Saturday, August 9, 2008

Either/Or and the Space In Between

I was involved in an interesting discussion the other day regarding dream jobs.  With a few exceptions, it seems that many folks don't do their dream job because:

1. It doesn't pay enough
2. It doesn't pay at all
3. It's a tough field to get into, and the likelihood of them getting into it is very slim
4. Some combination of the above

I posited the somewhat unpopular idea that sometimes having a job that you like enough not to have to talk yourself out of bed in the morning that pays enough to cover what you need, at least some of what you want, and allows you a good life, was maybe enough.  Going back to Your Money or Your Life - work is for money, it isn't the main event.  

Of course, then came the responses, which varied, but many included 'Life is too short to do something you hate'.

Which got me thinking, both about the career debate and life on a broader scale.  Is it really a simple choice between passionate enjoyment and stark misery?  I don't think so.  

There is a ton of grey area between 'I love this so much I can't see straight' and 'Please will I get hit by a Hoodsie truck so I don't have to do this'.  Not just around career decisions, around most life decisions.  Now some folks are fortunate enough to find their passion, get paid for it, and look forward to doing it every day.  Some are determined that their passion is the only thing worth doing, and they use that passion as a gauge for everything they do.  I admire those people.  But....

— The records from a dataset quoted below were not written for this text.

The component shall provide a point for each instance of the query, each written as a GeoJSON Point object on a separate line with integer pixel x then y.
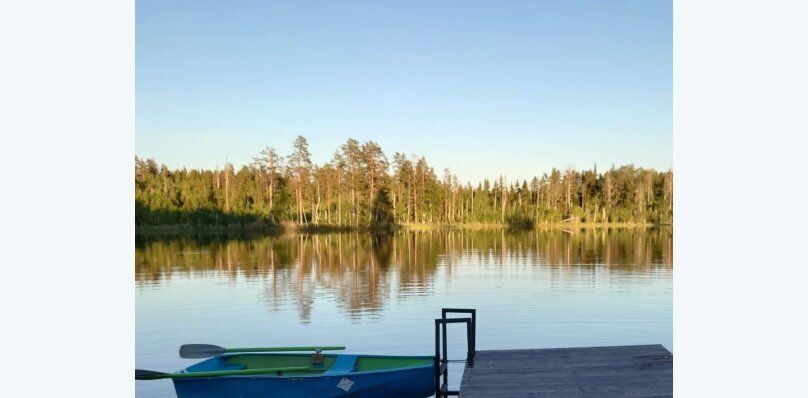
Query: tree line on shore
{"type": "Point", "coordinates": [360, 187]}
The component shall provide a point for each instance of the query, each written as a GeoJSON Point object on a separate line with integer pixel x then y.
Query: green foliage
{"type": "Point", "coordinates": [360, 188]}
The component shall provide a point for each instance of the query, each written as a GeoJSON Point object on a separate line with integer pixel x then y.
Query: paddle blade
{"type": "Point", "coordinates": [141, 374]}
{"type": "Point", "coordinates": [195, 351]}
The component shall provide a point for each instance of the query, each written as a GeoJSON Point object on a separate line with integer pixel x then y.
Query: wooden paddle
{"type": "Point", "coordinates": [208, 350]}
{"type": "Point", "coordinates": [141, 374]}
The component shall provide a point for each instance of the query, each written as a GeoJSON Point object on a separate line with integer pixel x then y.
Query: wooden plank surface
{"type": "Point", "coordinates": [618, 371]}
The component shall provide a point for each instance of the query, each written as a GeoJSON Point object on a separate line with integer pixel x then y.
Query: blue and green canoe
{"type": "Point", "coordinates": [282, 375]}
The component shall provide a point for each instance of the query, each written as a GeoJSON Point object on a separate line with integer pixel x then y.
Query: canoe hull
{"type": "Point", "coordinates": [401, 383]}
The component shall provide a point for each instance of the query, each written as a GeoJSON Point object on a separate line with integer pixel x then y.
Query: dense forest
{"type": "Point", "coordinates": [360, 187]}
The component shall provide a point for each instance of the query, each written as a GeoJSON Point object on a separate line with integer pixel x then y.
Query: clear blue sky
{"type": "Point", "coordinates": [483, 88]}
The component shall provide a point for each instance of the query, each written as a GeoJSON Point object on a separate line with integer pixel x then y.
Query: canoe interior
{"type": "Point", "coordinates": [363, 363]}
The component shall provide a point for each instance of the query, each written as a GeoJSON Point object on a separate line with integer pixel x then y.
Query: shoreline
{"type": "Point", "coordinates": [275, 229]}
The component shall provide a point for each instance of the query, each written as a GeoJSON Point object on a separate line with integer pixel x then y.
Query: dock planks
{"type": "Point", "coordinates": [618, 371]}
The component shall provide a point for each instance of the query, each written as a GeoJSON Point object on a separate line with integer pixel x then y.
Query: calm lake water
{"type": "Point", "coordinates": [532, 289]}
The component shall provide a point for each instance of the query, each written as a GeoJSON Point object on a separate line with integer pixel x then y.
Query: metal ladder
{"type": "Point", "coordinates": [441, 356]}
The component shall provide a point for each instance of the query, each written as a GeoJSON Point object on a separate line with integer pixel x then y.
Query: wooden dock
{"type": "Point", "coordinates": [618, 371]}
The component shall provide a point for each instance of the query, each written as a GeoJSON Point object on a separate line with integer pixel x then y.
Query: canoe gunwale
{"type": "Point", "coordinates": [319, 375]}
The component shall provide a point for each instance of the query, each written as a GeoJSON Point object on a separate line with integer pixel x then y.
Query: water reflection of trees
{"type": "Point", "coordinates": [362, 271]}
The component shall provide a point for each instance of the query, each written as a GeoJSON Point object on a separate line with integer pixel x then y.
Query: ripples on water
{"type": "Point", "coordinates": [532, 289]}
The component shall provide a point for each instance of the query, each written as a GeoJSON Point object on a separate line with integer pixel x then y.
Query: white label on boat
{"type": "Point", "coordinates": [345, 384]}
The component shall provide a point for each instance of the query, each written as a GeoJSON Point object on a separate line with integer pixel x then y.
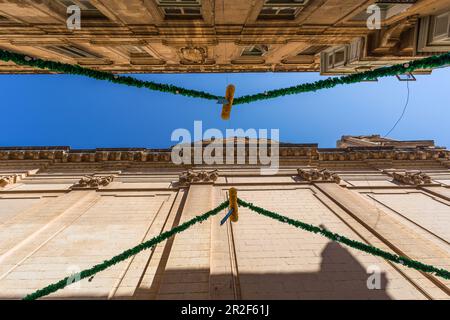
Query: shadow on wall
{"type": "Point", "coordinates": [341, 277]}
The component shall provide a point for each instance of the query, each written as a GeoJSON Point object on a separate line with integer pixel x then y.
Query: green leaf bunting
{"type": "Point", "coordinates": [425, 63]}
{"type": "Point", "coordinates": [351, 243]}
{"type": "Point", "coordinates": [199, 219]}
{"type": "Point", "coordinates": [124, 255]}
{"type": "Point", "coordinates": [58, 67]}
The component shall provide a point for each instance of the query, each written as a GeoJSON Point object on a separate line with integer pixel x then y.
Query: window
{"type": "Point", "coordinates": [434, 34]}
{"type": "Point", "coordinates": [71, 51]}
{"type": "Point", "coordinates": [281, 9]}
{"type": "Point", "coordinates": [311, 50]}
{"type": "Point", "coordinates": [181, 9]}
{"type": "Point", "coordinates": [136, 51]}
{"type": "Point", "coordinates": [88, 11]}
{"type": "Point", "coordinates": [441, 28]}
{"type": "Point", "coordinates": [255, 51]}
{"type": "Point", "coordinates": [388, 9]}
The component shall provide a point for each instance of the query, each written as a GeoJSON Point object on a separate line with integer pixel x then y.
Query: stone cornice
{"type": "Point", "coordinates": [9, 179]}
{"type": "Point", "coordinates": [93, 182]}
{"type": "Point", "coordinates": [316, 175]}
{"type": "Point", "coordinates": [286, 151]}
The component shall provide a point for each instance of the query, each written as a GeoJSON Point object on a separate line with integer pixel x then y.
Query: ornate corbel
{"type": "Point", "coordinates": [95, 182]}
{"type": "Point", "coordinates": [318, 175]}
{"type": "Point", "coordinates": [188, 177]}
{"type": "Point", "coordinates": [411, 178]}
{"type": "Point", "coordinates": [5, 180]}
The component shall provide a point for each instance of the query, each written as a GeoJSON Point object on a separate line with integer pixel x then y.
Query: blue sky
{"type": "Point", "coordinates": [63, 110]}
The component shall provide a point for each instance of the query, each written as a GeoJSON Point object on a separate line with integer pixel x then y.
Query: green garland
{"type": "Point", "coordinates": [125, 255]}
{"type": "Point", "coordinates": [199, 219]}
{"type": "Point", "coordinates": [59, 67]}
{"type": "Point", "coordinates": [351, 243]}
{"type": "Point", "coordinates": [425, 63]}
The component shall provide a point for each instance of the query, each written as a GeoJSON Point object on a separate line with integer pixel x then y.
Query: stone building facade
{"type": "Point", "coordinates": [64, 210]}
{"type": "Point", "coordinates": [330, 36]}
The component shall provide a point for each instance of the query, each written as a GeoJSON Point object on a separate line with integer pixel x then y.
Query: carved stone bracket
{"type": "Point", "coordinates": [188, 177]}
{"type": "Point", "coordinates": [411, 178]}
{"type": "Point", "coordinates": [5, 180]}
{"type": "Point", "coordinates": [93, 182]}
{"type": "Point", "coordinates": [318, 175]}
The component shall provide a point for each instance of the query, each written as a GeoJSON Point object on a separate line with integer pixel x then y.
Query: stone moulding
{"type": "Point", "coordinates": [189, 177]}
{"type": "Point", "coordinates": [312, 153]}
{"type": "Point", "coordinates": [314, 175]}
{"type": "Point", "coordinates": [5, 180]}
{"type": "Point", "coordinates": [411, 178]}
{"type": "Point", "coordinates": [93, 182]}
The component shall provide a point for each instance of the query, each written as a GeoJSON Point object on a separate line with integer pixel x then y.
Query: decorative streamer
{"type": "Point", "coordinates": [199, 219]}
{"type": "Point", "coordinates": [124, 255]}
{"type": "Point", "coordinates": [351, 243]}
{"type": "Point", "coordinates": [425, 63]}
{"type": "Point", "coordinates": [59, 67]}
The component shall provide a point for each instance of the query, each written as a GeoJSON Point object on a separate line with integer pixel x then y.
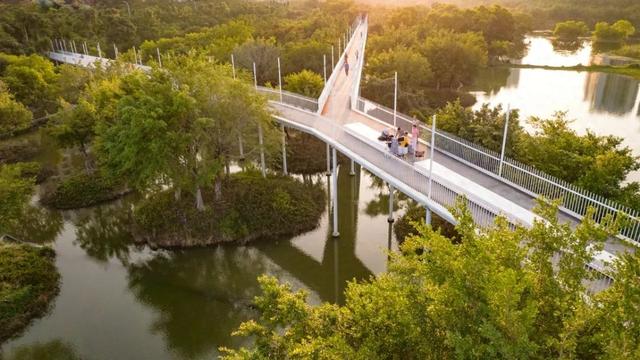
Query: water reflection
{"type": "Point", "coordinates": [611, 93]}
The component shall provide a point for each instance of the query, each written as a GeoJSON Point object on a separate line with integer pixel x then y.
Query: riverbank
{"type": "Point", "coordinates": [249, 208]}
{"type": "Point", "coordinates": [632, 70]}
{"type": "Point", "coordinates": [28, 283]}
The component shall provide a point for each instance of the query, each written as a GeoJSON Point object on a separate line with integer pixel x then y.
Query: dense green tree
{"type": "Point", "coordinates": [13, 115]}
{"type": "Point", "coordinates": [499, 293]}
{"type": "Point", "coordinates": [75, 126]}
{"type": "Point", "coordinates": [414, 70]}
{"type": "Point", "coordinates": [31, 79]}
{"type": "Point", "coordinates": [616, 33]}
{"type": "Point", "coordinates": [455, 58]}
{"type": "Point", "coordinates": [305, 82]}
{"type": "Point", "coordinates": [264, 53]}
{"type": "Point", "coordinates": [570, 30]}
{"type": "Point", "coordinates": [15, 192]}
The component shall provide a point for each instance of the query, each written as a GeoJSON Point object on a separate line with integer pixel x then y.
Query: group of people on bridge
{"type": "Point", "coordinates": [400, 143]}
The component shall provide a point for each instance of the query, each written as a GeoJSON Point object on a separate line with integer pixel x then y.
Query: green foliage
{"type": "Point", "coordinates": [251, 208]}
{"type": "Point", "coordinates": [28, 283]}
{"type": "Point", "coordinates": [15, 191]}
{"type": "Point", "coordinates": [305, 82]}
{"type": "Point", "coordinates": [178, 125]}
{"type": "Point", "coordinates": [455, 58]}
{"type": "Point", "coordinates": [13, 115]}
{"type": "Point", "coordinates": [80, 191]}
{"type": "Point", "coordinates": [496, 294]}
{"type": "Point", "coordinates": [31, 79]}
{"type": "Point", "coordinates": [599, 164]}
{"type": "Point", "coordinates": [616, 33]}
{"type": "Point", "coordinates": [570, 30]}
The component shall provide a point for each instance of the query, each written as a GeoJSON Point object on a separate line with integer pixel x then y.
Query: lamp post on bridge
{"type": "Point", "coordinates": [280, 81]}
{"type": "Point", "coordinates": [233, 66]}
{"type": "Point", "coordinates": [395, 99]}
{"type": "Point", "coordinates": [324, 66]}
{"type": "Point", "coordinates": [432, 151]}
{"type": "Point", "coordinates": [504, 139]}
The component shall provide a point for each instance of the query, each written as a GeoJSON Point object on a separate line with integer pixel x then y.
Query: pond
{"type": "Point", "coordinates": [122, 301]}
{"type": "Point", "coordinates": [608, 104]}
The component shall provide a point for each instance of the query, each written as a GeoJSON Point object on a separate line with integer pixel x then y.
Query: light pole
{"type": "Point", "coordinates": [128, 8]}
{"type": "Point", "coordinates": [504, 139]}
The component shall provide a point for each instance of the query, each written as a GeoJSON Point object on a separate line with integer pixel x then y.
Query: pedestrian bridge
{"type": "Point", "coordinates": [491, 184]}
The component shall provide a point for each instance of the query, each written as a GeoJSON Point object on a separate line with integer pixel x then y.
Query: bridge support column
{"type": "Point", "coordinates": [390, 218]}
{"type": "Point", "coordinates": [328, 160]}
{"type": "Point", "coordinates": [284, 151]}
{"type": "Point", "coordinates": [262, 163]}
{"type": "Point", "coordinates": [334, 187]}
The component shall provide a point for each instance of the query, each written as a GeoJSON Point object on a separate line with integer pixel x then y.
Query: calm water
{"type": "Point", "coordinates": [608, 104]}
{"type": "Point", "coordinates": [120, 301]}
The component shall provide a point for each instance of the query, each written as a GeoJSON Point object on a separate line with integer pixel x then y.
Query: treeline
{"type": "Point", "coordinates": [436, 51]}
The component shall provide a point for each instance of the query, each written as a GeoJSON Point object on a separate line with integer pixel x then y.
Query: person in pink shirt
{"type": "Point", "coordinates": [415, 134]}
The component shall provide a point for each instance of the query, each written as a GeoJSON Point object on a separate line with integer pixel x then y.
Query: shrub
{"type": "Point", "coordinates": [81, 191]}
{"type": "Point", "coordinates": [28, 283]}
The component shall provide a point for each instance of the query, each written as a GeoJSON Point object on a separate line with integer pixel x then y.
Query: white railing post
{"type": "Point", "coordinates": [334, 179]}
{"type": "Point", "coordinates": [233, 66]}
{"type": "Point", "coordinates": [262, 162]}
{"type": "Point", "coordinates": [395, 99]}
{"type": "Point", "coordinates": [333, 65]}
{"type": "Point", "coordinates": [432, 150]}
{"type": "Point", "coordinates": [390, 218]}
{"type": "Point", "coordinates": [324, 66]}
{"type": "Point", "coordinates": [159, 58]}
{"type": "Point", "coordinates": [279, 79]}
{"type": "Point", "coordinates": [255, 76]}
{"type": "Point", "coordinates": [504, 139]}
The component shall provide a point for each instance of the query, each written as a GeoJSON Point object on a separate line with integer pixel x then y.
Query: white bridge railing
{"type": "Point", "coordinates": [574, 200]}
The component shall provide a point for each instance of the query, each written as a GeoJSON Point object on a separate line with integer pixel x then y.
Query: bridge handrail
{"type": "Point", "coordinates": [574, 200]}
{"type": "Point", "coordinates": [328, 86]}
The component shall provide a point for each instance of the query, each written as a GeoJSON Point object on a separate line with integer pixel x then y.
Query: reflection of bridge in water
{"type": "Point", "coordinates": [491, 183]}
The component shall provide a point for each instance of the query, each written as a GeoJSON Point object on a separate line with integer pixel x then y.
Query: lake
{"type": "Point", "coordinates": [607, 104]}
{"type": "Point", "coordinates": [124, 301]}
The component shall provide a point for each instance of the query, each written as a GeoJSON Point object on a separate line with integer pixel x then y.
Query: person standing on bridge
{"type": "Point", "coordinates": [346, 65]}
{"type": "Point", "coordinates": [415, 134]}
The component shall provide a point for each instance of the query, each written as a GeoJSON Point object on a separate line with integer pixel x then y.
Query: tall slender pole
{"type": "Point", "coordinates": [332, 61]}
{"type": "Point", "coordinates": [395, 99]}
{"type": "Point", "coordinates": [328, 159]}
{"type": "Point", "coordinates": [324, 66]}
{"type": "Point", "coordinates": [233, 66]}
{"type": "Point", "coordinates": [334, 177]}
{"type": "Point", "coordinates": [284, 151]}
{"type": "Point", "coordinates": [159, 58]}
{"type": "Point", "coordinates": [280, 81]}
{"type": "Point", "coordinates": [504, 139]}
{"type": "Point", "coordinates": [432, 146]}
{"type": "Point", "coordinates": [255, 76]}
{"type": "Point", "coordinates": [262, 163]}
{"type": "Point", "coordinates": [390, 218]}
{"type": "Point", "coordinates": [135, 55]}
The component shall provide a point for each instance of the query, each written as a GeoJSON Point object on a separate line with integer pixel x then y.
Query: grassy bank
{"type": "Point", "coordinates": [28, 282]}
{"type": "Point", "coordinates": [250, 208]}
{"type": "Point", "coordinates": [632, 70]}
{"type": "Point", "coordinates": [81, 191]}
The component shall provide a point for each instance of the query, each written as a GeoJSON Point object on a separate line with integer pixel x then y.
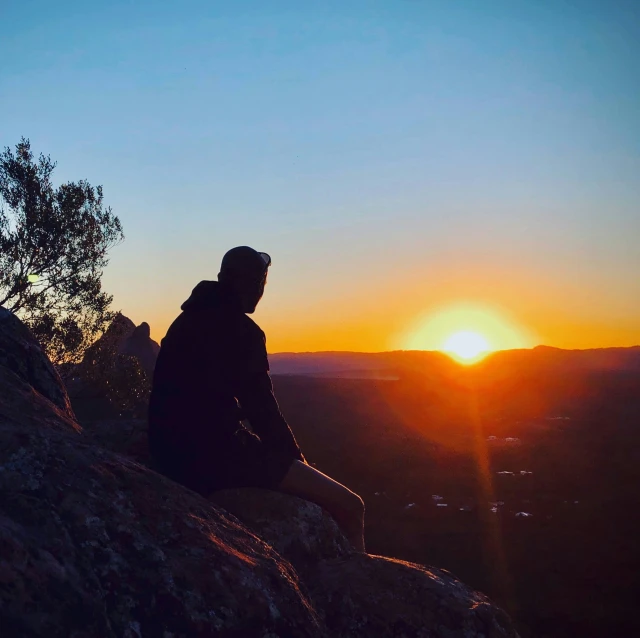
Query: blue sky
{"type": "Point", "coordinates": [368, 146]}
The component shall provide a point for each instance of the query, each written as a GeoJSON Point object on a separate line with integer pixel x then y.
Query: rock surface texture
{"type": "Point", "coordinates": [93, 543]}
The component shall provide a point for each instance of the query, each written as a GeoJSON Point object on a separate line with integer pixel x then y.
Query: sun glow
{"type": "Point", "coordinates": [467, 332]}
{"type": "Point", "coordinates": [467, 346]}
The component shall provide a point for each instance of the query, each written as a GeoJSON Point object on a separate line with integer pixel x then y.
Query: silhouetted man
{"type": "Point", "coordinates": [211, 374]}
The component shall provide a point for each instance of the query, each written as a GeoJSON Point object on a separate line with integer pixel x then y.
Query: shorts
{"type": "Point", "coordinates": [242, 460]}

Then there's the rest of us.  

The ones that make compromises.  To pay the bills. To move to an area that provides them a liveable commute, rather than live in the perfect spot on a lake.  Maybe they vacation at the lake instead.  That even though they had always dreamed of a hot pink kitchen, they go neutral because their spouse hates hot pink with a passion.  And a happy spouse is a good key to a happy life.

My husband and I dream of moving to Maine.  We almost did, before we bought our home.  And then when we started actually putting numbers on salaries and cost of housing, we bought a home in Massachusetts.  Near our jobs, near career growth options.  Is it our dream spot?  No, but we love our home.  We are happy here.  Someday we'll end up in Maine, we know that, but for right now, we made a compromise we could live with.

And in the end, one that we are both happy with, despite the occasional cracks in that when dealing with Massachusetts traffic.  

Are the people who choose compromise are miserable in comparison to those that choose passion?
Not the ones I know.   I know some people who are passionate about every aspect of their lives and are happy.  Others found that when it becomes obligation, wasn't as much fun.  I think everyone has to choose their own path.  Nothing is written.  You don't have to live forever with decisions that don't work for you.   And most of the folks I know that have compromised have found happiness in ways they didn't imagine.  

Are you saying I should do something that makes me unhappy?
I've had the sort of job where I could barely talk myself out of the car in the parking lot in the morning, my boss was such a miserable person.  I don't recommend that to anyone.  But if living somewhere, working somewhere or doing something gives you options to choose something that may make your life better, I say consider it.  If living closer to work means a smaller plot of land but the time to tend that garden you've been dreaming of, is that a bad thing?  Probably not.  

Does that mean I shouldn't seek passion?
Oh seek, definitely seek.  But don't let what's possibly around the next bend blind you to what is in front of you.  Maybe you can throw pots for gifts for friends, rather than having to take the risk of opening a business.  But if that risk is all that will do for you, more power to you.

Besides, you can always change your mind if it's not working - relocate, change careers, open that shop after all.  

Isn't life grand?


2 comments:

Anonymous said...

Haha! As someone who just left MA running to Maine, I can say, that it IS all about priorities. My husband and I just realigned our priorities, gave up the thoughts of a "barbie dream house" for a nice little cape on a nice little street for jobs that allow us to work to live and not the other way around. The traffic, the congestion and the pace of Boston, the work and the life, just got to be too much for us. We are slower moving people who wanted a slower moving lifestyle, if we had to sacrifice a bit to get that (in Maine) so be it! We've been here a month and I couldn't be happier :)

Ms.Moneypenny said...

I think what works for everyone is different, and it is great to hear that things are working for you.

We have no regrets about our decision, and I'm not sure we're looking for a 'barbie dream house', LOL.

Everyone has to choose their own path, it's wonderful that you are happy with yours.